Morphogenetic signaling by retinoic acid and its regulation during inner ear development

视黄酸的形态发生信号及其在内耳发育过程中的调节

• 批准号: 42247102
• 负责人: Professor Dr. Gerrit Begemann
• 金额: --
• 依托单位: Lehrstuhl für Tierphysiologie
• 依托单位国家: 德国
• 项目类别: Research Grants
• 财政年份: 2007
• 资助国家: 德国
• 起止时间: 2006-12-31 至 2010-12-31
• 项目状态: 已结题
• 来源: https://gepris.dfg.de/gepris/projekt/42247102?language=en
• 关键词: Morphogenetic; signaling; retinoic; acid; its; Morphogenetic; signaling; retinoic; acid; its

Vertebrate inner ear development is sensitive to alterations in retinoic acid (RA) signaling, but the morphogenetic processes that are controlled by RA and its molecular targets are largely unexplored. Whereas mammals co-express three retinaldehyde-dehydrogenases within the inner ear, only Aldh1a3 and Aldh1a2 are present in the zebrafish developing inner ear and in flanking tissues, respectively. It is thus feasible to accomplish a straightforward genetic analysis of RA function in the zebrafish otic vesicle. Our goals are threefold: 1) We will use genetic and chemical genetic methods to examine the hypothesis that RA signaling patterns epithelial projections in the inner ear and is required for the formation of the otic capsule; 2) In a microarray analysis we have identified candidate target genes that are up- and down-regulated by RA signaling; we will characterize their expression profiles and RA-sensitivity in the inner ear and will examine their function by gene knockdown; 3) To advance the visualization and to dissect the cellular dynamics of inner ear morphogenesis, we will develop transgenic zebrafish lines that recapitulate RA-mediated gene activation and the dynamics of RA synthesis within the inner ear in vivo. Together, the proposed studies will unravel the roles of RA-mediated control of gene activity and will allow us to associate molecular genetic interactions with morphological change in the developing inner ear.

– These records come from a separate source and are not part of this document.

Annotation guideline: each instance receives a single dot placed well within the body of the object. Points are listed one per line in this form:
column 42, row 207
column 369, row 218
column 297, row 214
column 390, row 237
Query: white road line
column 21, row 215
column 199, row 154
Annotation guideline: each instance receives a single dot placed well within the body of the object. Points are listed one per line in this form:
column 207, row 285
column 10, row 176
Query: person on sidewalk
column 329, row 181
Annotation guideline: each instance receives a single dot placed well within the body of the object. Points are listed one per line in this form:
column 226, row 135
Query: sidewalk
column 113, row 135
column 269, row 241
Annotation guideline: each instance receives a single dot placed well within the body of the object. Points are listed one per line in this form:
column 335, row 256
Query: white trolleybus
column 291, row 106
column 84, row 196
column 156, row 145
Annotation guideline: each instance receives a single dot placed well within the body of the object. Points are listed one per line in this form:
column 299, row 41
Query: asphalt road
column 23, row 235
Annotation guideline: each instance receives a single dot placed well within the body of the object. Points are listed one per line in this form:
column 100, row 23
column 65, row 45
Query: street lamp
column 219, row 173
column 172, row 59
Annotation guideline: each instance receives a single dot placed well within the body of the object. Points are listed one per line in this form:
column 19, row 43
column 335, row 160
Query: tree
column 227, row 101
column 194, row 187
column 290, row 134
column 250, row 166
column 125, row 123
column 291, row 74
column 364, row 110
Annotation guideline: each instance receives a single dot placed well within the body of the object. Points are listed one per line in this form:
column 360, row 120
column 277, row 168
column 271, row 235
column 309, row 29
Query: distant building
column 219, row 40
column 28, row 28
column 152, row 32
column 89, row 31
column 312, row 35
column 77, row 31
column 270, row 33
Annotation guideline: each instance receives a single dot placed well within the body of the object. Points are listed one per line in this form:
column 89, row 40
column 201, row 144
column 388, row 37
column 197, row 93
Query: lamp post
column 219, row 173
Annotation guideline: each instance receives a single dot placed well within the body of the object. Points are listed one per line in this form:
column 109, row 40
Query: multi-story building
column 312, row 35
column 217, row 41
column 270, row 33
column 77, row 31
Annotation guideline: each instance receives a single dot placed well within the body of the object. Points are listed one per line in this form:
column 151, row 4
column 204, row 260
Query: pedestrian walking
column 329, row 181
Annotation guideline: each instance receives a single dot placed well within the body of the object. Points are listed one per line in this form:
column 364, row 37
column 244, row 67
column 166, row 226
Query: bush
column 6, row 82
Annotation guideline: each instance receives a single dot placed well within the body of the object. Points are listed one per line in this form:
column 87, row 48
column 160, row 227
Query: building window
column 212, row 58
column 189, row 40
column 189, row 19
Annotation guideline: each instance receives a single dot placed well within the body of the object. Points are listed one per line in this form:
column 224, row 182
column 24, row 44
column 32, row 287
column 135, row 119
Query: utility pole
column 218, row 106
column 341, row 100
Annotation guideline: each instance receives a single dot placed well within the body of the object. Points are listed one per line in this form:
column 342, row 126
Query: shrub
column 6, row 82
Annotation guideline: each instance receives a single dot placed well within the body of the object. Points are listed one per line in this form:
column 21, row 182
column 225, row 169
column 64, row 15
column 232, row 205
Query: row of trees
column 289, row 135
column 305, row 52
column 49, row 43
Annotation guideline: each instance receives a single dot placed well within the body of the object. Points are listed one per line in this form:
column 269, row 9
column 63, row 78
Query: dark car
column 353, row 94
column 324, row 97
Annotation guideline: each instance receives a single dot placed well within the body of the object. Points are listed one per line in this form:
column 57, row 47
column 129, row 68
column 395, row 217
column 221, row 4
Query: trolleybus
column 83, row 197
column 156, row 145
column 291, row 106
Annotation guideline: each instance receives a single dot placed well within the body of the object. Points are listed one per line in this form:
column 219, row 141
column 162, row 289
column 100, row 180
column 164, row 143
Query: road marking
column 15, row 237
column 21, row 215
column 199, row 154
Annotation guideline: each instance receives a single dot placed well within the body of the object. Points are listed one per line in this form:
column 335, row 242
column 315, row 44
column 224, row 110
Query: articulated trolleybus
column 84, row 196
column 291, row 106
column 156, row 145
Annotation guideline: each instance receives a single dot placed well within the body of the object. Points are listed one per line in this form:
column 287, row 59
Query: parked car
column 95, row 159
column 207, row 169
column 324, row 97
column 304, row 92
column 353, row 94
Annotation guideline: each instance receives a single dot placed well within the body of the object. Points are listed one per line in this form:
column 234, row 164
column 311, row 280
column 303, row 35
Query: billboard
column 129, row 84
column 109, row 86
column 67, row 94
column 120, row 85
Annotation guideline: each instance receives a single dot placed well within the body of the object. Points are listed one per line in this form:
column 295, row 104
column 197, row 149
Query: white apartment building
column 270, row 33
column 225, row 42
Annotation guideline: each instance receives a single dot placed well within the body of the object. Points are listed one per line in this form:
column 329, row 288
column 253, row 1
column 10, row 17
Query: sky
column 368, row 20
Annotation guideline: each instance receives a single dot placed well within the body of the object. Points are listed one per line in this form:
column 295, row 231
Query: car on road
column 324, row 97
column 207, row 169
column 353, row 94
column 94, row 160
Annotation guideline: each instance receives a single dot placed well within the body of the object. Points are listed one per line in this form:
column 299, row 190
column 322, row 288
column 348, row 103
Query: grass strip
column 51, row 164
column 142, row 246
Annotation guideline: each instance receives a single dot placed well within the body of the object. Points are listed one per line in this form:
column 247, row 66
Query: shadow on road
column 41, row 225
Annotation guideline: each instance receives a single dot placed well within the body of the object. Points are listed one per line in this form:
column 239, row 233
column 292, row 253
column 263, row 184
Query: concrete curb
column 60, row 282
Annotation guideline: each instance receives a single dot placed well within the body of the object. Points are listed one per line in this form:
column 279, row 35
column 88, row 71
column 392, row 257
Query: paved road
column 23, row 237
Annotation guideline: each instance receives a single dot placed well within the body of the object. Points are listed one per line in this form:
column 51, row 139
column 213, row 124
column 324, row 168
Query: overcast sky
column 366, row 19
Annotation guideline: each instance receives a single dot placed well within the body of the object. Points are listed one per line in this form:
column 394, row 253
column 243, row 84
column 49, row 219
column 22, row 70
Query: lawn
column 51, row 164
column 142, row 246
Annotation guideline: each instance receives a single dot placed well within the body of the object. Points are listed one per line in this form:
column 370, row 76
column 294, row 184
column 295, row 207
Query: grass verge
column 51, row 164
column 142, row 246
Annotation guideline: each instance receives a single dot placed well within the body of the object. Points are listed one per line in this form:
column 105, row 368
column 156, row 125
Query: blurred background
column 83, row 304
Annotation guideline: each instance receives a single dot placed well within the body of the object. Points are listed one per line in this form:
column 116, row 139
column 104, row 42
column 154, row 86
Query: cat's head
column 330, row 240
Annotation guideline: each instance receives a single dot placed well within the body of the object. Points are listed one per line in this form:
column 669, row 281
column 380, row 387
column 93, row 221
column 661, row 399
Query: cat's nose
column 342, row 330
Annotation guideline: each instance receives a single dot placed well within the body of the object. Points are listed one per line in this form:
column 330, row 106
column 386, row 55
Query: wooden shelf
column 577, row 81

脊椎动物内耳的发育对视黄酸（RA）信号的改变敏感，但是由RA控制的形态发生过程及其分子靶标在很大程度上没有探索。哺乳动物在内耳内共表达三种视网膜甲醛 - 脱水酶，但分别存在于斑马鱼内耳和侧面组织中的aldh1a3和aldh1a2。因此，可以对斑马鱼囊泡中的RA功能进行直接的遗传分析是可行的。我们的目标是三重：1）我们将使用遗传和化学遗传学方法来检验以下假设：RA信号传导模式在内耳中上皮投影，并且是形成了耳胶囊所必需的； 2）在微阵列分析中，我们确定了由RA信号传导向上和下调的候选靶基因；我们将表征它们的表达谱和内耳中的RA敏感性，并将通过基因敲低检查它们的功能。 3）为了推进可视化并剖析内耳形态发生的细胞动力学，我们将开发转基因斑马鱼线，这些斑马鱼线概括了RA介导的基因激活和体内内耳内RA合成的动力学。拟议的研究一起将揭示RA介导的基因活性控制的作用，并使我们能够将分子遗传相互作用与发展中耳朵的形态变化联系起来。